The Dharma Realm of those Enlightened to Conditions

 

The holy sages enlightened to conditions
Doze high on mountain peaks alone.
Springtime's flowers wither in the fall
In a cycle of twelve interconnecting links.


Why am I asking you all these questions? Those Enlightened to Conditions (Pratyekabuddhas) don't like questions. They are recluses who don't like to be around other people. Today we are looking into the question of everyone being together, so you should not act like Those Enlightened to Conditions. When there is a Buddha in the world, they are called Those Enlightened to Conditions. When there is no Buddha in the world, they are called Solitarily Enlightened Ones, because they are able to become enlightened by themselves.

What do they like to do? They like to sleep in solitude on the mountain peaks. The holy sages enlightened to conditions. / Doze high on mountain peaks alone. / Springtime's flowers wither in the fall. / In a cycle of twelve interconnecting links. Speaking of Those Enlightened to Conditions, we should also become enlightened to causes and conditions. They cultivate the twelve causes and conditions. We, however, are cultivated by the twelve causes and conditions.

The first of the twelve causes and conditions is ignorance. They contemplate ignorance. "Where does it comes from? Strange! How can there be ignorance?" Then they see that ignorance leads to activity.

With the manifestation of activity, consciousness appears. Consciousness involves discrimination. Activity is a conditioned dharma while ignorance is neither conditioned nor unconditioned; it is between the two.

Why are discriminations made? Because of conditioned dharmas. The discriminating mind is a result of conditioned dharmas. With a discriminating mind, the trouble starts. Name and form are the trouble. Name" brings the trouble of name, and "form" brings the trouble of form. If I didn't talk about them, there wouldn't be any problems. Just mentioning them is asking for trouble, because you're bound to say, "How are name and form troublesome? I don't understand." Now you have the added trouble of "not understanding." Before I said anything, you didn't have that problem. Once I began talking, the problem of your not understanding arose and with it came the desire to know.

This quest for knowledge results in the use of the six sense faculties. See? The six sense faculties come into being because of the wish to understand. Have you ever heard such an explanation? No one has explained it this way before.

When you decide you want to know, the eyes, ears, nose, tongue, body, and mind appear. You think you can gain understanding through them without realizing that the more you want to understand, the more confused you become, and the more confused you are, the less you understand.

Since you do not understand, you seek contact. You go around making contact at random: east, west, south, north, above, below; like a fly madly bouncing off the walls. Why does it bounce off the walls? Because it wants to understand.

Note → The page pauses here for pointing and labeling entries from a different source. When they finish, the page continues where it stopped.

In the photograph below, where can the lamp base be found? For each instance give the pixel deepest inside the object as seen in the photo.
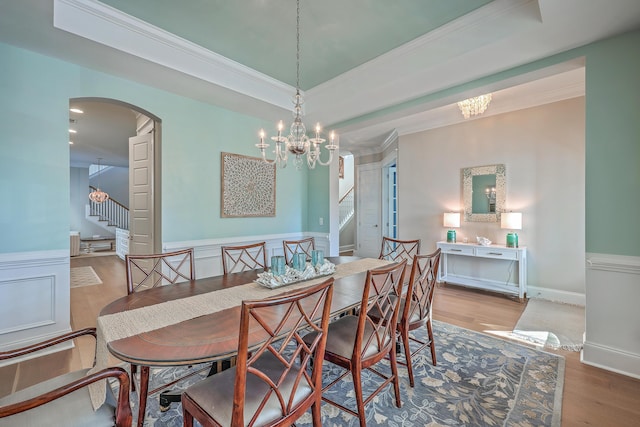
(512, 240)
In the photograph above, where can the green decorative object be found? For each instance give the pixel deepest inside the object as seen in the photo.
(512, 240)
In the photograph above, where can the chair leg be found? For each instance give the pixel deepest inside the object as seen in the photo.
(394, 372)
(432, 343)
(142, 396)
(404, 333)
(356, 373)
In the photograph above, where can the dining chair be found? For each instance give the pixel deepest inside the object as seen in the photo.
(246, 257)
(275, 382)
(358, 342)
(292, 246)
(417, 313)
(64, 400)
(397, 250)
(148, 271)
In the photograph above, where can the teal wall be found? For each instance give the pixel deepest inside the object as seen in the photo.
(612, 137)
(318, 202)
(34, 156)
(613, 146)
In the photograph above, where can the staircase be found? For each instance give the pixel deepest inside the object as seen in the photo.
(346, 208)
(108, 215)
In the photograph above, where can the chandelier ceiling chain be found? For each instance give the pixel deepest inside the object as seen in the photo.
(474, 106)
(97, 195)
(298, 143)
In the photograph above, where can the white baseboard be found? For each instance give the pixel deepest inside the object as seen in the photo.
(347, 248)
(34, 297)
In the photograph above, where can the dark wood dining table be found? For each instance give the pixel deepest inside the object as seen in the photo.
(207, 338)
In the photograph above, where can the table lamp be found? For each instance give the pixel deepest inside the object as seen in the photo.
(511, 221)
(451, 219)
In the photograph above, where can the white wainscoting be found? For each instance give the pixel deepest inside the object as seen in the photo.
(612, 314)
(208, 253)
(34, 297)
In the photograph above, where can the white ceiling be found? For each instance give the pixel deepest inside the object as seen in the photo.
(381, 90)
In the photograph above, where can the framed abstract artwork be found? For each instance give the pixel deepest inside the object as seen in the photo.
(248, 187)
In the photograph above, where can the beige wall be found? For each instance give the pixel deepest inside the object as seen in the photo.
(543, 149)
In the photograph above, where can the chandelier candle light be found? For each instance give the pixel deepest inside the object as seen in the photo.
(298, 143)
(474, 106)
(452, 220)
(98, 196)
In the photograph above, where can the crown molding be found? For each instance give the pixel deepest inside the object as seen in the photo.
(103, 24)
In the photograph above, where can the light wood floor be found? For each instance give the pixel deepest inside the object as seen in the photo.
(591, 397)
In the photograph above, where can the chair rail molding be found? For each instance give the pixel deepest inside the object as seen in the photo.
(611, 315)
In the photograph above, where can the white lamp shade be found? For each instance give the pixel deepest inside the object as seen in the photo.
(452, 219)
(511, 220)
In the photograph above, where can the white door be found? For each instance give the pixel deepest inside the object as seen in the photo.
(369, 209)
(141, 173)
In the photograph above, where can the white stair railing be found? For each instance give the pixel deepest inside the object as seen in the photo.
(346, 207)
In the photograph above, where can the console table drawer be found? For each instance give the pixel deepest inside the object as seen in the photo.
(498, 253)
(457, 249)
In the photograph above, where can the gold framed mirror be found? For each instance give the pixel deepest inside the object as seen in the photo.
(483, 192)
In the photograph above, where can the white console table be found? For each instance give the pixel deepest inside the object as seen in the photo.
(478, 253)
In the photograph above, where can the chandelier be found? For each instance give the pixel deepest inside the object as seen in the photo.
(297, 143)
(474, 106)
(97, 195)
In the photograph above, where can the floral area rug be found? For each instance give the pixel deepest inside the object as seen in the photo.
(479, 380)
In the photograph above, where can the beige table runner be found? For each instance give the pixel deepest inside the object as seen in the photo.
(126, 324)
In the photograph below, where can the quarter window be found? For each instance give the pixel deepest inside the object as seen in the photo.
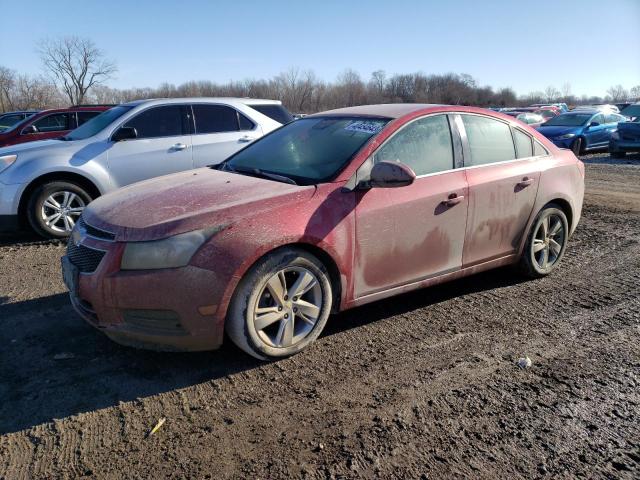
(490, 140)
(56, 122)
(424, 145)
(215, 118)
(523, 144)
(156, 122)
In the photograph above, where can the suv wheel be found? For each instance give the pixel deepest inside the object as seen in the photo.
(55, 207)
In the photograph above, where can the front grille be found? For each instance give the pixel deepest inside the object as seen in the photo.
(95, 232)
(85, 258)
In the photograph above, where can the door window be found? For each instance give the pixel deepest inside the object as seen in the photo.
(215, 118)
(424, 145)
(56, 122)
(490, 140)
(157, 122)
(523, 143)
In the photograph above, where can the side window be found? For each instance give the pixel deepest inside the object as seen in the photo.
(539, 150)
(215, 118)
(158, 122)
(490, 140)
(84, 116)
(424, 145)
(56, 122)
(245, 123)
(523, 144)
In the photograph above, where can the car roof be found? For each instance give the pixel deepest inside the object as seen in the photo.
(227, 100)
(388, 110)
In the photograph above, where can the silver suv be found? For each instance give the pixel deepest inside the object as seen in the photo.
(50, 182)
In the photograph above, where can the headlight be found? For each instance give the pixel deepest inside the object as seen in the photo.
(565, 137)
(170, 252)
(6, 161)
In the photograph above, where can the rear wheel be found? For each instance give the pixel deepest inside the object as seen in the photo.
(281, 305)
(576, 146)
(55, 207)
(546, 242)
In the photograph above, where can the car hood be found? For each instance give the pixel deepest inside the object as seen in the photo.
(556, 131)
(37, 146)
(186, 201)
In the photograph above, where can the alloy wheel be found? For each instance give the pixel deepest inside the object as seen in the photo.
(548, 241)
(288, 307)
(61, 210)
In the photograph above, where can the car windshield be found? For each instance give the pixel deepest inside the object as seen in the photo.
(569, 120)
(97, 123)
(310, 150)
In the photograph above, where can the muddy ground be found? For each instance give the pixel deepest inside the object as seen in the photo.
(424, 384)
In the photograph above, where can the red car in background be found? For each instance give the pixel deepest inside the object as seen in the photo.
(47, 124)
(326, 213)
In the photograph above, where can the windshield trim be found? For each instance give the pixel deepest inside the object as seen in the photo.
(313, 181)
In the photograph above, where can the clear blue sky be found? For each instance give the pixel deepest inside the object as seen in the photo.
(526, 44)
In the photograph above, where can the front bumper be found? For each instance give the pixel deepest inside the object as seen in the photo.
(173, 309)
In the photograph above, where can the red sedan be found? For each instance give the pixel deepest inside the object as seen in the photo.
(329, 212)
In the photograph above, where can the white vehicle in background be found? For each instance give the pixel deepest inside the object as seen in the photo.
(49, 182)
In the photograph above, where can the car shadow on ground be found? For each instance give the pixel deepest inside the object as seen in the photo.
(53, 365)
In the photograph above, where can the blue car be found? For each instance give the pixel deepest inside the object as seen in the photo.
(582, 130)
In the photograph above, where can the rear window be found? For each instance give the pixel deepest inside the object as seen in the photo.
(274, 111)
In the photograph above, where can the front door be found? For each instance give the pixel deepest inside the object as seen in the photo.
(503, 184)
(163, 146)
(415, 232)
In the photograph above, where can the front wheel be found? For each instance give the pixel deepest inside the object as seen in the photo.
(546, 242)
(281, 305)
(55, 207)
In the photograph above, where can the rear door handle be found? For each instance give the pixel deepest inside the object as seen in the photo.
(525, 182)
(453, 200)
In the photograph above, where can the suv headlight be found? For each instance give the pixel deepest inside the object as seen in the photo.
(566, 136)
(170, 252)
(6, 161)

Contact is just bumping up against things, going everywhere bouncing off the walls. You go everywhere hoping to understand, but all that results from this desperate attempt is a lot of bruises. After the determination to understand sets in and encounters occur, there is feeling. "Ow, that hurts!" Or, "Ah, I'm so comfortable. Right now I'm not bumping into things, and I feel really good." But when you bump against something, you don't feel good at all. You feel happy if no one is telling you that you're not nice. But you get upset when you hear someone criticize you. This is where feeling lies; it cannot be found outside.

Once there is feeling, craving and attachment arise. You give rise to craving and attachment for pleasant situations, but you feel aversion for unpleasant environments. Happiness and unhappiness come from craving and aversion, and so every day the trouble grows.

The holy sages enlightened to conditions. Doze high on mountain peaks alone. Springtime's flowers wither in the fall. In a cycle of twelve interconnecting links. The myriad things grow and prosper in the springtime, so the Pratyekabuddha sages contemplate and realize that everything undergoes the natural process of birth and death. They contemplate the hundreds of flowers blossoming in the springtime, and watch the dry leaves falling in the autumn." They contemplate the twelve causes and conditions.

Now we come to craving. The reason people feel unsettled is because of craving. Once there is craving, there is also aversion. You grasp at those things that you crave. What is meant by grasping? It means wanting to get hold of something. Because you have craving, you then want to obtain those objects in order to fulfill your desires. Thus grasping leads to becoming. Once you have these things for your own, there is further birth, which leads to old age and death. These are the twelve causes and conditions cultivated by Those Enlightened to Conditions.